We narrowed the issue down to intermittent problems within our internal networking stack and elevated delays that caused cascading failures. In the meantime, we've added capacity as this reduces the likelihood of this becoming a problem and modified our autoscaling and alerting configuration to be more proactive in case issues like this reoccur.
We also engaged with our cloud provider to improve reliability around this critical piece.
We apologize for any inconvenience that this incident has caused.
Resolved
We narrowed the issue down to intermittent problems within our internal networking stack and elevated delays that caused cascading failures.
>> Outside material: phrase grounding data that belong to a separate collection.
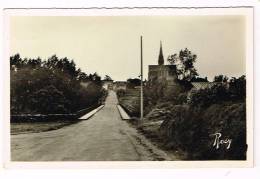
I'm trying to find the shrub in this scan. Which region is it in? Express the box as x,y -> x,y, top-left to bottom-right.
229,75 -> 246,101
176,93 -> 188,104
159,103 -> 246,160
189,76 -> 246,108
10,54 -> 104,115
116,89 -> 126,98
30,85 -> 68,114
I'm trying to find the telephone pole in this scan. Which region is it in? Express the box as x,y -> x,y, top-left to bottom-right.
140,36 -> 144,120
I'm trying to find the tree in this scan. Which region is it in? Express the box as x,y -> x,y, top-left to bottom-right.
10,53 -> 22,70
104,75 -> 113,81
30,85 -> 68,114
189,75 -> 246,107
27,57 -> 42,69
168,48 -> 198,82
191,77 -> 208,82
127,78 -> 141,88
229,75 -> 246,101
92,72 -> 101,82
10,54 -> 105,115
214,75 -> 229,82
77,70 -> 89,82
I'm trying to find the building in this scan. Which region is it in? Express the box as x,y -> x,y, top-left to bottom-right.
190,82 -> 218,91
113,81 -> 127,91
148,41 -> 182,96
102,79 -> 114,90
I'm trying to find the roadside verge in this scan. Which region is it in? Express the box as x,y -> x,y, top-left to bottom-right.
117,105 -> 131,120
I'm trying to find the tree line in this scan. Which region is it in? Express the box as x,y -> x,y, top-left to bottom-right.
10,54 -> 106,115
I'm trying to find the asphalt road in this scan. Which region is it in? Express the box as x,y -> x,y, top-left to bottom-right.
11,90 -> 171,161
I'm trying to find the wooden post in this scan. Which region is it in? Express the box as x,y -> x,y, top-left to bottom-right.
140,36 -> 144,120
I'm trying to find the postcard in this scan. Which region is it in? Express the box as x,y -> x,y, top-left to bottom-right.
3,7 -> 254,168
In the meantime, we've added capacity as this reduces the likelihood of this becoming a problem and modified our autoscaling and alerting configuration to be more proactive in case issues like this reoccur.
We also engaged with our cloud provider to improve reliability around this critical piece.
We apologize for any inconvenience that this incident has caused.
Investigating
We're seeing a stable service state after adding capacity to the system. We're still investigating what the initial root cause for the service degradation was.
Investigating
Today, between 10:49am and 12:24pm UTC and again between 1:31pm and 1:41pm UTC we observed elevated latencies and timeout errors on span ingestions for our European environment. We've increased our processing capacity which has reduced errors in the meantime.
Our team is investigating the root cause and will provide and update here once we've found it.